Same hash for different values

General
Enthusiast

Same hash for different values


Hi All,

I tried to see hasrow for 2 sets of data, almost same data except for few values,I was expecting it to return different hashrows as all the values are not same but i got same hashrow for both the queries.

I provided both of them below, It will be helpful if I can get some explanation on why it is behaving so...or the way which i have tried is proper or not?

sel  HASHROW( 

'2013-04-16'

,'9999-12-31'

,0.000

,0.000

,0.000

,0.000

,' '

,'Y'

,1465131

,'Y'

,0.00

,'Y'

,'N'

);

***************

Result:

91-2A-42-24

**************

 sel

 hashrow(

'2013-04-16'

 ,'9999-12-31'

 ,0.000

 ,0.000

 ,0.000

 ,0.000

 ,' '

 ,'N' --different value

 ,1465131

 ,'Y'

 ,0.00

 ,'Y'

 ,'Y'  --different value

  )

***********

Result:

91-2A-42-24

Thanks in advance..

3 REPLIES
Senior Supporter

Re: Same hash for different values

The hashrow has to few bits, so hash collissions are common. It doesn't have the same properties as a SHA1 hash.

Teradata Employee

Re: Same hash for different values

This actually demonstrates an interesting property of the Teradata hash function. Providing the same values in a different order will result in the same hash - on purpose. This makes it possible for us to ensure that when multiple columns are hashed together that they will hash the same regardless of the column order and thus will hash to the same AMP and will join appropriately.
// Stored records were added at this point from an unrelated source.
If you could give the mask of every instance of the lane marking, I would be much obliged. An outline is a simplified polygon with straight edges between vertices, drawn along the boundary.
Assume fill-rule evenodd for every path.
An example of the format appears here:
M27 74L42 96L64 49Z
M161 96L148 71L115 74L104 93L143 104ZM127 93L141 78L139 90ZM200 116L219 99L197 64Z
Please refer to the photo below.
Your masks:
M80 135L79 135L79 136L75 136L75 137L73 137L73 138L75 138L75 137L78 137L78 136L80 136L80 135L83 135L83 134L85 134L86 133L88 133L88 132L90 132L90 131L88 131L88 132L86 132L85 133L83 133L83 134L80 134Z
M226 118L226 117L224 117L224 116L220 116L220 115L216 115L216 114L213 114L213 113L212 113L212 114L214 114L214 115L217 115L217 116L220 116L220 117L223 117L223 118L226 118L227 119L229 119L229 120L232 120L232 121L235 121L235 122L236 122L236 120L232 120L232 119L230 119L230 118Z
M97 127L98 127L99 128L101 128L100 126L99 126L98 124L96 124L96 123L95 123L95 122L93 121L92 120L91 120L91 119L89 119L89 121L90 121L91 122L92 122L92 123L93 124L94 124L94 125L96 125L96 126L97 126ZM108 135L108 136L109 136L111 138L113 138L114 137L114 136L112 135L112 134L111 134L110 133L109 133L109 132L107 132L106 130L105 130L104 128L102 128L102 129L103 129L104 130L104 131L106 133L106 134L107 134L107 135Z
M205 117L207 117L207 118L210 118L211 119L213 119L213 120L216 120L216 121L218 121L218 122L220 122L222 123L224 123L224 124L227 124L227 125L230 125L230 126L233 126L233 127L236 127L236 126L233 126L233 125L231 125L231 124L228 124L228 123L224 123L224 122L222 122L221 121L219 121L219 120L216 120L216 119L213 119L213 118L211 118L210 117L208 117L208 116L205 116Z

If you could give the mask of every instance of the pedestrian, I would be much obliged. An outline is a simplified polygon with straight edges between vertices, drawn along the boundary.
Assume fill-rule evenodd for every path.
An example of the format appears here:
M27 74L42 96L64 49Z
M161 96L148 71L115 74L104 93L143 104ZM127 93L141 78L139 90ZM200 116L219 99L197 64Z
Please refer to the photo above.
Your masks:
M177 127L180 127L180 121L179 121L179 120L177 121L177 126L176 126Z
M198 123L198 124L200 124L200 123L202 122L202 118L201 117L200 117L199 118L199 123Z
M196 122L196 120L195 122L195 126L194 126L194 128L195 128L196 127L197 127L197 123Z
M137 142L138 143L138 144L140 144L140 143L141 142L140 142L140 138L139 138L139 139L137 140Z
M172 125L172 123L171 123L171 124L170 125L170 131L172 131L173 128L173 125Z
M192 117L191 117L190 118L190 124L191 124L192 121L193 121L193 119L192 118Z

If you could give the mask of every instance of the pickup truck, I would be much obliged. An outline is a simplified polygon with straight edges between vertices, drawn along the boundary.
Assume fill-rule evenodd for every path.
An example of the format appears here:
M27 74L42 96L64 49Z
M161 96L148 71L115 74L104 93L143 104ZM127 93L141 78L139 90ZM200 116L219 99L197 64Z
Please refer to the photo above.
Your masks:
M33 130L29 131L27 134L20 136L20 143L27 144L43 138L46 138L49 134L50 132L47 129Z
There is no expectation or intention that the Teradata hash function will be uniqueness preserving (or order preserving). That is not an intent of the design.

Enthusiast

Re: Same hash for different values

Also what you are trying to do is not going to provide any real value.

You are using constants instead of true column values (whichtypically  have different data types and will therefore be hashed differently).

Ie character '2013-04-16' will hash differently than date '2013-04-16'

--Shelley